The Tooploox RnD team, alongside researchers from other research institutions and universities, delivered a new framework that limits the effects of catastrophic forgetting in continual learning.
“Everyone in the world knows how to seek out knowledge that they do not have, but do not know how to find what they already know.”
Zhuangzi, The Book of Chuang Tzu
Yeah, but what does a Taoist sage have in common with Machine Learning models? If we are talking about continual learning and catastrophic forgetting – surprisingly a lot.
What is continual learning?
Continual learning in machine learning is a subfield where the system incrementally learns from the constant (or at least regular) inflow of data. When following the continual learning approach, a model can be improved endlessly from the moment it is implemented, without the need to go through the time-and-money-consuming process of retraining a whole neural network. The savings and benefits are obvious, including being able to learn new tasks on-the-go, and that one can train the model to be more versatile without the need to basically build it anew.
At least in theory. Real-life continual learning includes multiple challenges, with catastrophic forgetting being one of the biggest.
What is catastrophic forgetting?
Catastrophic forgetting is a phenomenon observed in machine learning which manifests itself when a model (typically neural network) forgets all (or nearly all) the skills it had when acquiring new ones.. As a result, model’s performance is hindered and the system’s overall effectiveness is significantly reduced.
- Example: An Artificial Intelligence system powering autonomous cars is skilled in controlling the machine, recognizing signs, and reacting to the behaviors of other vehicles on the road. If the neural network gets enriched with a new skill – such as spotting the risky behaviors of pedestrians – the overall performance of the system drops. Thus, the upskilled system is less effective in driving and recognizing signs, even if it can now spot a pedestrian about to run across the road in an unpermitted place.
The system basically “forgot” the knowledge it had previously acquired, and now finds performing the task it “already knew” way more challenging than performing the new one, making Zuangzi surprisingly accurate regarding the ways Artificial Neural Networks operate.
Tackling this challenge is one of the key goals of modern continual learning research. Tooploox RnD team is working towards developing a solution of this challenge, and below we present a one step closer towards it!

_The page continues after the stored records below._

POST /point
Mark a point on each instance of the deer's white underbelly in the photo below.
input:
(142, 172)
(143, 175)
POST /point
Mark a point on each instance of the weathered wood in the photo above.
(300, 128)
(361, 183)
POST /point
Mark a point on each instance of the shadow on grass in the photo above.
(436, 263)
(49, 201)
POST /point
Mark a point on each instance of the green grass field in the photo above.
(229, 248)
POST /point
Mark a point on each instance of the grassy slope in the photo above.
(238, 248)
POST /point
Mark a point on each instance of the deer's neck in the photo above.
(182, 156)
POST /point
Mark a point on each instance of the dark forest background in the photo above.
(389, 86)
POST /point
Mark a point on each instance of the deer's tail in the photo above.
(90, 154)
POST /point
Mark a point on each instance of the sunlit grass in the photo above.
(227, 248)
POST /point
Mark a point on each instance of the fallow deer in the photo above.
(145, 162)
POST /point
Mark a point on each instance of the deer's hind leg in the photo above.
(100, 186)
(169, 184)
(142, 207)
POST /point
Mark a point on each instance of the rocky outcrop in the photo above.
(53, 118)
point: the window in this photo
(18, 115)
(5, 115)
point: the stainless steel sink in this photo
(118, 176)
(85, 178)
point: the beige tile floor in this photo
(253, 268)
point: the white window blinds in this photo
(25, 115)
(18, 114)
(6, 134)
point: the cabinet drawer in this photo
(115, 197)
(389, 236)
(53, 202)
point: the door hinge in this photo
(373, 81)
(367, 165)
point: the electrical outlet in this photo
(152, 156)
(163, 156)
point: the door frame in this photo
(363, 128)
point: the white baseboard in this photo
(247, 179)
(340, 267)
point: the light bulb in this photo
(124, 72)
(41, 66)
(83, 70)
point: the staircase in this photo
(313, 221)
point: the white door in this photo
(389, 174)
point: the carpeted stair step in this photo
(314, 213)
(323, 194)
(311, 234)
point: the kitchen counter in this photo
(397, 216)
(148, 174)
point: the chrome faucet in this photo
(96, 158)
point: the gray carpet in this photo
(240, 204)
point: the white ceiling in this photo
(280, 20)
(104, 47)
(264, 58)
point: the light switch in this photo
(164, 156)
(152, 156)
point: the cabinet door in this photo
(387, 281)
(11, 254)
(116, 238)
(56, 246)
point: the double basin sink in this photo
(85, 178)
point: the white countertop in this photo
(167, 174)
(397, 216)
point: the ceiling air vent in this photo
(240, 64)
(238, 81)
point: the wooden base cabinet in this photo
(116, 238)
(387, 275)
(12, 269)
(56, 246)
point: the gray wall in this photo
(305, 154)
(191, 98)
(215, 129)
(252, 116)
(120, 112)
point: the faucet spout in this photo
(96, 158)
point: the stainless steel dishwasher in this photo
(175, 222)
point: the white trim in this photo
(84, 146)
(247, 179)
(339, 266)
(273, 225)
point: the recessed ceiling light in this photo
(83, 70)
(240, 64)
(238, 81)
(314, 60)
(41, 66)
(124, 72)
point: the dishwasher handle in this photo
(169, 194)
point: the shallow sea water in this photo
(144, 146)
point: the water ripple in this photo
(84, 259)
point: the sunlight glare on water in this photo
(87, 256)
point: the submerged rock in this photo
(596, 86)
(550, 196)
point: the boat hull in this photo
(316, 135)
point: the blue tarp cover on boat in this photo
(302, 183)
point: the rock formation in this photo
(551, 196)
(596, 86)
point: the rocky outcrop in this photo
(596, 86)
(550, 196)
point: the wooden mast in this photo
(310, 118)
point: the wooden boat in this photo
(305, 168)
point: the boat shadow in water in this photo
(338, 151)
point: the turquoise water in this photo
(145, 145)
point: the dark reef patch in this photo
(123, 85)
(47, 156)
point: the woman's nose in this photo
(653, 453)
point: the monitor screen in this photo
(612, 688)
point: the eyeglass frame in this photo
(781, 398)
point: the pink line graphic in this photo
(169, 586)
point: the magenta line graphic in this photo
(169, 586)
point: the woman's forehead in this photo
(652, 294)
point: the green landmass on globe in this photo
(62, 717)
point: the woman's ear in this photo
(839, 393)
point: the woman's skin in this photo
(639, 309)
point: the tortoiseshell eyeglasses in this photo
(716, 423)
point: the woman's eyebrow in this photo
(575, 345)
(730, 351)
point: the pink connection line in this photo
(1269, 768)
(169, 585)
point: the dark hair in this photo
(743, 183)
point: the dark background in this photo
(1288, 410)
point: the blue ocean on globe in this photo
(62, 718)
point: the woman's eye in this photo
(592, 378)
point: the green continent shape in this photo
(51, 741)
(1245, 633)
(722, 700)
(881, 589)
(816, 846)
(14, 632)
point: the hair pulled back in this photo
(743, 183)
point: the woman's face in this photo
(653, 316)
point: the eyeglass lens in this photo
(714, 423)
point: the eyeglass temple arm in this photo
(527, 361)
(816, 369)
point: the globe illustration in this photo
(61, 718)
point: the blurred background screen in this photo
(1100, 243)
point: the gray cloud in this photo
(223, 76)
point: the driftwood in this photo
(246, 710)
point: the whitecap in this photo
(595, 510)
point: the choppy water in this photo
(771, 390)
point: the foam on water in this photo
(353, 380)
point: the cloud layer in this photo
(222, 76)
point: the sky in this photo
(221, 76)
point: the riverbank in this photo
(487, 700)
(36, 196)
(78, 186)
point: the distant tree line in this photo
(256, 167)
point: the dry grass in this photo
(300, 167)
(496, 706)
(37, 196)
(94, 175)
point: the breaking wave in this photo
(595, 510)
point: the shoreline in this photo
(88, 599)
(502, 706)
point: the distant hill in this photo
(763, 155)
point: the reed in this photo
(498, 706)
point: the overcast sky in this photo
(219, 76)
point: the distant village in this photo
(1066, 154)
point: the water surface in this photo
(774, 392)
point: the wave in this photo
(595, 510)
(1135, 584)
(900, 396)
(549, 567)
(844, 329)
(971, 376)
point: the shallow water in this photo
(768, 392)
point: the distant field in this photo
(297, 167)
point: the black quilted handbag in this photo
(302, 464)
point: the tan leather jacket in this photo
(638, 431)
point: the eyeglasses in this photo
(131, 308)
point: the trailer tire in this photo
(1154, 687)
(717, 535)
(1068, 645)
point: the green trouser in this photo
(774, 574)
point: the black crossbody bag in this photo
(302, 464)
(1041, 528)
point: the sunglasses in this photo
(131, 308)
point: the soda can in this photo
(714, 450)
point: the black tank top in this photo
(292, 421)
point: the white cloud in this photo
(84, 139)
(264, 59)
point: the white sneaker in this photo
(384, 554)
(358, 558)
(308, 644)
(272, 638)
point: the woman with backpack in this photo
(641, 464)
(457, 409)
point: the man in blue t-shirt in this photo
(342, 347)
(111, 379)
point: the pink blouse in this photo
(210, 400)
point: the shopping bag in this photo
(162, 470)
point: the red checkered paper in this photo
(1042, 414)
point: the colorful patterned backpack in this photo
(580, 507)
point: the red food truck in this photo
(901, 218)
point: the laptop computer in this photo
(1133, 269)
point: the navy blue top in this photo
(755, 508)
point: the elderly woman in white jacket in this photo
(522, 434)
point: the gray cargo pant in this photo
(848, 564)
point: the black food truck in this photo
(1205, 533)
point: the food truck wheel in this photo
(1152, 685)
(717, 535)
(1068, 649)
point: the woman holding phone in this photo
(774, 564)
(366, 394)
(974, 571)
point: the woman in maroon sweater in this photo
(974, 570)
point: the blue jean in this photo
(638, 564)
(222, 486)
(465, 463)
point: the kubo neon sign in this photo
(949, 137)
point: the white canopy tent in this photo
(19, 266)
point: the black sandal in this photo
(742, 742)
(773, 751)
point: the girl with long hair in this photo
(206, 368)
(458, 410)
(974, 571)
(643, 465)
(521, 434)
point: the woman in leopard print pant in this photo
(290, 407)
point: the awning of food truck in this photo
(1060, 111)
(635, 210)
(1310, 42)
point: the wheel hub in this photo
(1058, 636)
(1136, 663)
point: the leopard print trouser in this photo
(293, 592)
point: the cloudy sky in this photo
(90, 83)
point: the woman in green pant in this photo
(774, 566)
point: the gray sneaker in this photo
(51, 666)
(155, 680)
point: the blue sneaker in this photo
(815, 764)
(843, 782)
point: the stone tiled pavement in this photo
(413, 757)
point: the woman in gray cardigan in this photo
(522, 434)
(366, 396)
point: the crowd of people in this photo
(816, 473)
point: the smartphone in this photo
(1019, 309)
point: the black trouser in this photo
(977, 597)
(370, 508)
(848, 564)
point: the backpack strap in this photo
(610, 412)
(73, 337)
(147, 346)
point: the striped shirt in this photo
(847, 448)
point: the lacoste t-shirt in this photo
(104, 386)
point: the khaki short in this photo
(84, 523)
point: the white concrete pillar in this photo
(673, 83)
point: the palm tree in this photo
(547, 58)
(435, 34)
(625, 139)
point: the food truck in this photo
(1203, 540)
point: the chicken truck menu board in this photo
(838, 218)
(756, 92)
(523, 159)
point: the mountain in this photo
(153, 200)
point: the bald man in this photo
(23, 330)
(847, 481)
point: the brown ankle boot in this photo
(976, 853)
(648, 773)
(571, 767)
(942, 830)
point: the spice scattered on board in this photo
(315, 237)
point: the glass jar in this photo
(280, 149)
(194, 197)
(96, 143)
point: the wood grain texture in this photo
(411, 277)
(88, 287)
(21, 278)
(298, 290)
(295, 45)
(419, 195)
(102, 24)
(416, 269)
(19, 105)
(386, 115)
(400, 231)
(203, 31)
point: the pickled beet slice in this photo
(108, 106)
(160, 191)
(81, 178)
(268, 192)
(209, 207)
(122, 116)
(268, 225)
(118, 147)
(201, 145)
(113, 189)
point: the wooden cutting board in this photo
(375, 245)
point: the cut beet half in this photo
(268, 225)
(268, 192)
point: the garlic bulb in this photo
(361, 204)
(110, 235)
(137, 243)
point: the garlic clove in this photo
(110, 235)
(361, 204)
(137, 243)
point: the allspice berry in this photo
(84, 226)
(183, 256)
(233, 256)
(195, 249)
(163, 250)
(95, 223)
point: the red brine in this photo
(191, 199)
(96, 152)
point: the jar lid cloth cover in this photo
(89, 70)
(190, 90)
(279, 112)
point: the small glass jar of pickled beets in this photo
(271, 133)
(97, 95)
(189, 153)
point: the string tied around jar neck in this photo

Divide and not Forget – overcoming catastrophic forgetting in neural networks
To understand the way the Tooploox team tackled this challenge, it is necessary get familiar with a model architecture called Mixture of Experts, as it serves as an inspiration for the proposed approach. In a “Mixture of Experts” (MoE), typically only one or a few expert models are run for each input, leading to the point where expert obtain their own specialization through training.
In the approach proposed in the ICLR paper presented by Tooploox RnD team this year, , the experts are trained individually based on the input they see at a given training iteration, while at inference, the model provides a weighted average of answers provided by all the experts.
The gathering of sages
As such, it can be compared to a gathering of sages (hello again, Zhuangzi), who get a question (is that a cat in a picture?) and each one, using its own knowledge, provides an answer (yes, no, it’s a dog, a fox, a chicken, etc.) The larger the number of experts, the lesser the probability of getting a wrong or unrelated answer.
When experts are expected to learn a new skill using continual learning, the current knowledge in their “minds” fades. It is basically overtaken by or blended with the new information. One of the solutions seen in traditional machine learning is to retrain the full neural network from scratch. Yet this comes with great cost, all in terms of the time, money, and computing power required.
Continual learning aims to retrain the system almost on the go, yet with the catastrophic forgetting, all the “sages” inside the network gradually lose their cognitive abilities. Putting things simply, their performance regarding their previous tasks significantly drops.
“Forget the years, forget distinctions. Leap into the boundless and make it your home!”
Zhuangzi, Discussion on Making All Things Equal
But how about teaching only a select, most witty, group of sages, cherry-picked from the whole gathering?
Our approach
By “most witty” the Tooploox team considers selected experts from the neural network that have a distribution of knowledge organized enough to “fit” new facts into their “minds.” Ironically, the “mind” of an expert requires enough empty space to store new knowledge.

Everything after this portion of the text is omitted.